19La dernière maison présentée est celle de Roland Barthes : sa maison de l’écriture est « un espace de travail, un atelier. Les livres de savoir l’équipent. » (p. 192) Elle permet d’assurer le confort physique et intellectuel, sans que l’écrivain ne soit pour autant prisonnier volontaire dans un cocon bourgeois. Au contraire,
Dans le dispositif d’écriture barthésien, le corps écrit, classe, peint, et donc pivote constamment, et se retourne en tous sens comme un artisan en activité dans son atelier. (p. 194)
20Ainsi, pour l’Artiste, l’habitation idéale ne peut être que du type « espace de travail », un chez‑soi se pliant à son idiorythme. Mais, il y a un autre espace possible (suggestion barthésienne aussi), celui du « séminaire », espace bien connu de l’auteur de ce livre, lui‑même enseignant la philosophie, espace utopique, mais heureux, une utopie partielle réalisée pendant un temps suspendu. Nous avons ici affaire à une définition poétique de tout travail didactique, de transmission de connaissances. Le séminaire, continuerions-nous, n’est pas un cours, il ne vise pas l’exhaustivité, mais préfère que la réflexion se focalise sur quelques aspects définitoires ; il favorise le dialogue, l’échange des idées. Il n’est pas étonnant de lire à la fin du livre une citation de Dögen qui sonne comme un devoir pour le séminaire prochain : « Réfléchissez également pour savoir si l’eau existe ou non dans la maison des bouddhas. » (p. 205)

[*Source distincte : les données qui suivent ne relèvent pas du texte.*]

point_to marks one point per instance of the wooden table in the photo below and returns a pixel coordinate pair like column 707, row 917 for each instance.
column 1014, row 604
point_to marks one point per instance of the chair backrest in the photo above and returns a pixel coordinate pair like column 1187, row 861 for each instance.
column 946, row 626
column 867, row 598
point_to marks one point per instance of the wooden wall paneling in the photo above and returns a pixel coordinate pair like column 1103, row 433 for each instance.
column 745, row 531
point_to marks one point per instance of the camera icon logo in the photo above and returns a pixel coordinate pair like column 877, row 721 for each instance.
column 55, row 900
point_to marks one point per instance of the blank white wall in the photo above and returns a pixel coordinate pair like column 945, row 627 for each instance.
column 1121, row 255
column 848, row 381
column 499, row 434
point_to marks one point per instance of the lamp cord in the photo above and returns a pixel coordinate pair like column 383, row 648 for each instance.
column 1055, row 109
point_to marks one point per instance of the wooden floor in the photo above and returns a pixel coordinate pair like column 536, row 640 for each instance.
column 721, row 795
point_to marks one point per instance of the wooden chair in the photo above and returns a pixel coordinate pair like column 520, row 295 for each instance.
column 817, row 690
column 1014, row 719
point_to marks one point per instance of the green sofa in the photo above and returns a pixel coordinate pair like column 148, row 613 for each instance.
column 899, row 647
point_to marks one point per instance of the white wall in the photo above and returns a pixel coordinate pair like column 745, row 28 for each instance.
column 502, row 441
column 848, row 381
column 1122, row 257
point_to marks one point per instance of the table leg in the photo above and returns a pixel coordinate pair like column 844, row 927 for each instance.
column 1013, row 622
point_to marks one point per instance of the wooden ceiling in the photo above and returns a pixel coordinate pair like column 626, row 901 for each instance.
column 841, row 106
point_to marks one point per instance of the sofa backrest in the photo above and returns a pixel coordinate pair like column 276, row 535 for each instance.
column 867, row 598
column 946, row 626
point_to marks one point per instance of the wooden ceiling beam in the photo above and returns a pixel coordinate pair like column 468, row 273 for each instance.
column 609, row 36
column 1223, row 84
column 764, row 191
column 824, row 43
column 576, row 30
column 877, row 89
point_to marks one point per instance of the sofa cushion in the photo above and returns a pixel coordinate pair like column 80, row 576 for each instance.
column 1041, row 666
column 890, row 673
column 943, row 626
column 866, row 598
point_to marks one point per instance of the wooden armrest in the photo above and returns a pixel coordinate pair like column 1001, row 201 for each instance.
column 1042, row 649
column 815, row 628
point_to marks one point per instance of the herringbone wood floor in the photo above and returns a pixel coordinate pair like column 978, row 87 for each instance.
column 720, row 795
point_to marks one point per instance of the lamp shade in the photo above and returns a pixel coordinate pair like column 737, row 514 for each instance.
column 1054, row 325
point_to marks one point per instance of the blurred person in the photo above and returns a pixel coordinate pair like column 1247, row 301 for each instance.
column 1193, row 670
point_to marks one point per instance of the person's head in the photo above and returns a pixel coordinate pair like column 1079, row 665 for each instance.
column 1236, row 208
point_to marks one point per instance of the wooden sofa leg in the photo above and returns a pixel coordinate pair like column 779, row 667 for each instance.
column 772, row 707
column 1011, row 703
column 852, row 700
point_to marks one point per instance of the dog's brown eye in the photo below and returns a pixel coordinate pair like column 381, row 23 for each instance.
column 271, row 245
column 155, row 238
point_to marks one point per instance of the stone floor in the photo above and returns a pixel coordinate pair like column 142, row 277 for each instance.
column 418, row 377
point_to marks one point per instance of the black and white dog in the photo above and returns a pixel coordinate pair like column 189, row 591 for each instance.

21L’absence de conclusions nettes dans l’ouvrage pourrait s’expliquer par cet esprit de flânerie intellectuelle, qui ne hiérarchise pas mais qui met côte à côté les visions spatiales des philosophes préférés. Parce que toute conception philosophique est, plus ou moins, unitaire, autosuffisante — une possible vision et explication du monde —, il s’avérerait impossible de trancher, de résumer ce qui n’a pas pour but la synthèse, mais l’analyse. Dans le Préambule, l’auteur lui‑même proposait qu’on comprenne le syntagme de son titre « théorie des maisons » dans un sens « modeste », « d’un défilé, d’une procession, voir d’une fête » (p. 19).

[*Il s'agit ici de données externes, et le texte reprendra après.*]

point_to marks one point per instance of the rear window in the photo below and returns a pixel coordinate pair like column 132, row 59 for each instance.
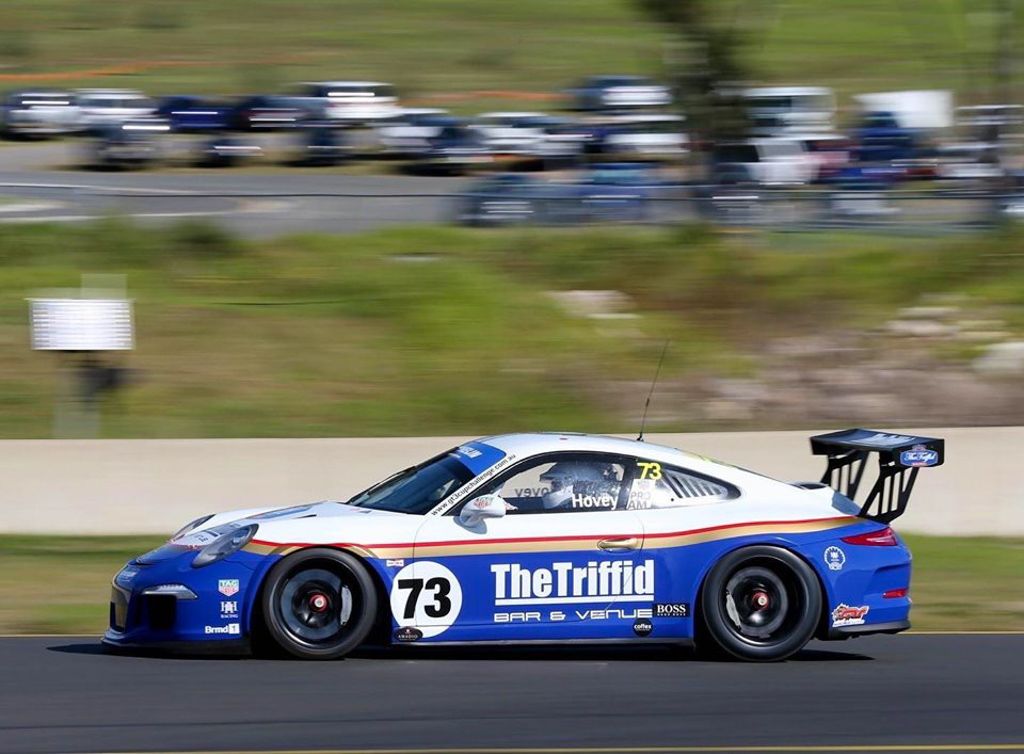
column 419, row 489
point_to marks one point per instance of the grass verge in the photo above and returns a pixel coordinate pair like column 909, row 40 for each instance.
column 446, row 330
column 61, row 584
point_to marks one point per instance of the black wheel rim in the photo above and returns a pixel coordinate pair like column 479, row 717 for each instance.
column 316, row 606
column 760, row 604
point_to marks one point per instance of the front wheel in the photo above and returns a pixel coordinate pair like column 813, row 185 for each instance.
column 761, row 603
column 318, row 603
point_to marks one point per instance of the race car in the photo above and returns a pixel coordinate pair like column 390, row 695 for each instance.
column 547, row 538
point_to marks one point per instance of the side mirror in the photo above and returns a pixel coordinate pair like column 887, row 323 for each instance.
column 485, row 506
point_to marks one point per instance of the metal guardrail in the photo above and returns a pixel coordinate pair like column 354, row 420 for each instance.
column 808, row 208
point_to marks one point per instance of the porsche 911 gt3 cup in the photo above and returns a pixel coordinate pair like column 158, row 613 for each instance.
column 524, row 538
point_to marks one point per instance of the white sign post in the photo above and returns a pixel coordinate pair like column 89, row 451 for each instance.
column 82, row 329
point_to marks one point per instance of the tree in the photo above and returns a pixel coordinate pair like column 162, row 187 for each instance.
column 705, row 63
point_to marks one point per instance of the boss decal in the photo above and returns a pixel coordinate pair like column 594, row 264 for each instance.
column 671, row 610
column 427, row 596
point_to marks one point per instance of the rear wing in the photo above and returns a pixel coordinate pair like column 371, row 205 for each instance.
column 900, row 457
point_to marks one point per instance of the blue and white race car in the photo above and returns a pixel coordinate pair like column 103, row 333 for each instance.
column 548, row 538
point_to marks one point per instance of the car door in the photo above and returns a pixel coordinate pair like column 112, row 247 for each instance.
column 565, row 560
column 686, row 520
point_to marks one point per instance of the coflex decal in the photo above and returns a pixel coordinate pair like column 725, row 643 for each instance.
column 919, row 456
column 844, row 615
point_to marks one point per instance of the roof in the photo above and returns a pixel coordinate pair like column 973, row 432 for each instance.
column 112, row 92
column 349, row 83
column 782, row 91
column 511, row 114
column 525, row 445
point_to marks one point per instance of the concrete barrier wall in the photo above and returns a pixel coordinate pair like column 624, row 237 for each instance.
column 154, row 487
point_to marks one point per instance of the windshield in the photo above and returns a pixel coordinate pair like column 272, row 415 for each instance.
column 417, row 490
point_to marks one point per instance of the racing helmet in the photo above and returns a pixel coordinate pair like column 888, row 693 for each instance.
column 563, row 477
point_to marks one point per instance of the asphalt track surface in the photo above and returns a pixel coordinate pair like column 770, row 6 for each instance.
column 38, row 182
column 908, row 693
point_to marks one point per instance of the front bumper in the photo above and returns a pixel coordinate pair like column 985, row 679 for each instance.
column 170, row 604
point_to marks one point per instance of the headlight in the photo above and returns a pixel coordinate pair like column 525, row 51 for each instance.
column 190, row 526
column 225, row 545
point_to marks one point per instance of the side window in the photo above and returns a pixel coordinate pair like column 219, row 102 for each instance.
column 563, row 484
column 656, row 486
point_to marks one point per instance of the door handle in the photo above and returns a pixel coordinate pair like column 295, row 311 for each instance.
column 619, row 545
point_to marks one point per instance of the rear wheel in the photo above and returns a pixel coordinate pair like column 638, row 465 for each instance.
column 318, row 603
column 761, row 603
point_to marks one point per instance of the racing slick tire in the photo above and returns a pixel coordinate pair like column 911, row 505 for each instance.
column 761, row 603
column 318, row 603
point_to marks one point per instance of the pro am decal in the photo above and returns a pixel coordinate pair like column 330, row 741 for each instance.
column 427, row 596
column 835, row 558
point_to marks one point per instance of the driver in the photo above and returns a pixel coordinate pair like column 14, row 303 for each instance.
column 577, row 485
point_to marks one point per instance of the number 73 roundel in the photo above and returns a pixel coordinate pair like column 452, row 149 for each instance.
column 426, row 595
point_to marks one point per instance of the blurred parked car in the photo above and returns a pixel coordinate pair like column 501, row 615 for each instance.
column 455, row 149
column 322, row 144
column 516, row 199
column 187, row 114
column 133, row 143
column 520, row 134
column 354, row 102
column 38, row 113
column 775, row 111
column 637, row 175
column 641, row 135
column 827, row 153
column 619, row 92
column 970, row 161
column 98, row 108
column 224, row 150
column 880, row 137
column 266, row 113
column 762, row 161
column 410, row 131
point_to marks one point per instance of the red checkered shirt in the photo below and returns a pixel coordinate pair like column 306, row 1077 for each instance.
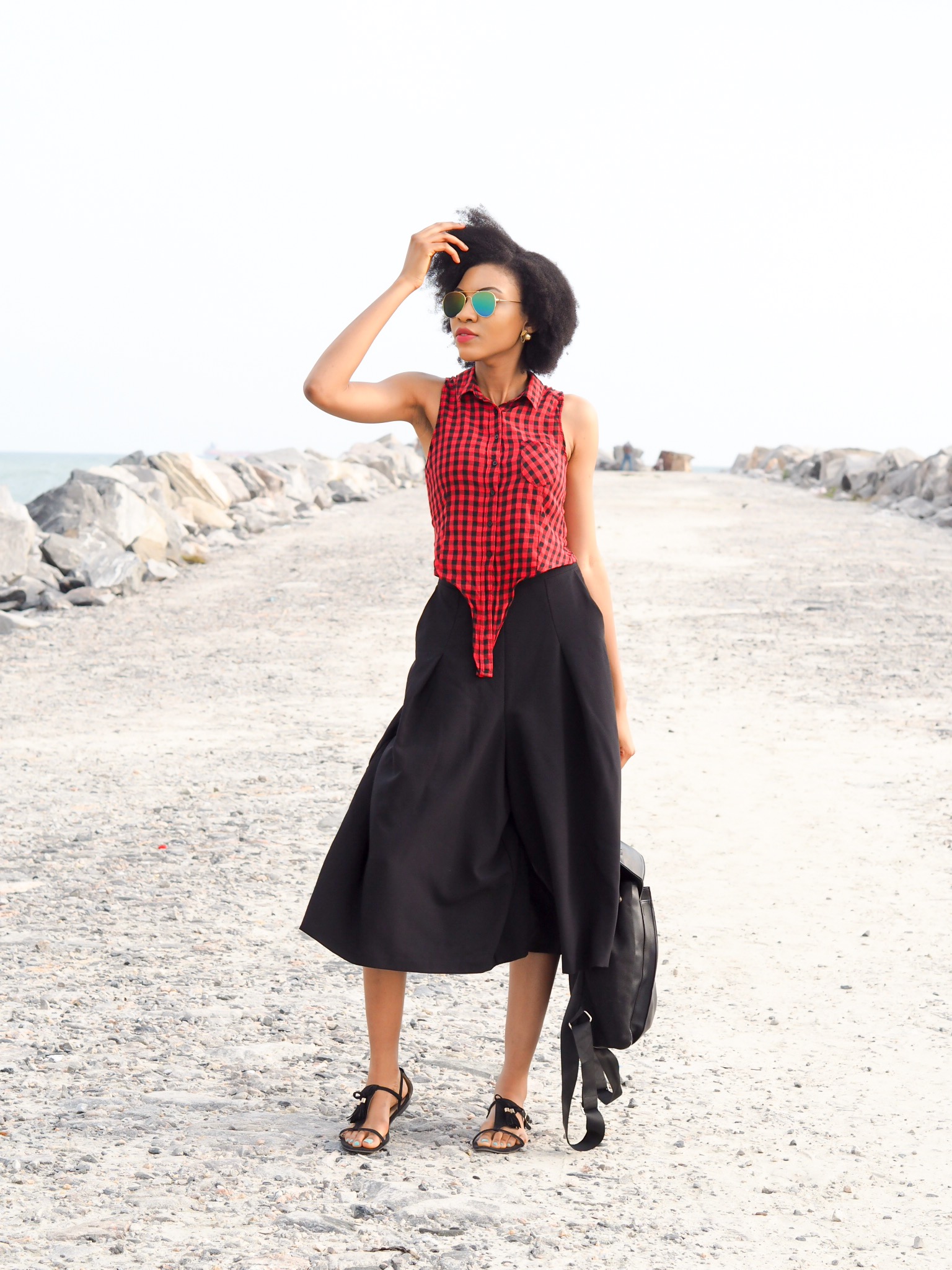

22L’architecture est, dans son premier sens une modalité d’occuper l’espace — « Habiter est un mode de spatialisation. » (p. 86) —, mais elle peut devenir aussi une philosophie de l’espace ou un art de l’espace. Cet essai nous invite aussi à réfléchir sur notre condition de « spacieux » (Michel Deguy), à comprendre nos rapports avec ce que nous nommons de façon générale « maison », à mettre en rapport la vision contemporaine de l’architecture avec celle des siècles passés, à entrer en dialogue avec les philosophes, les penseurs, les architectes, les écrivains qui se sont intéressés à cette thématique, et que Benoît Goetz convie devant nous.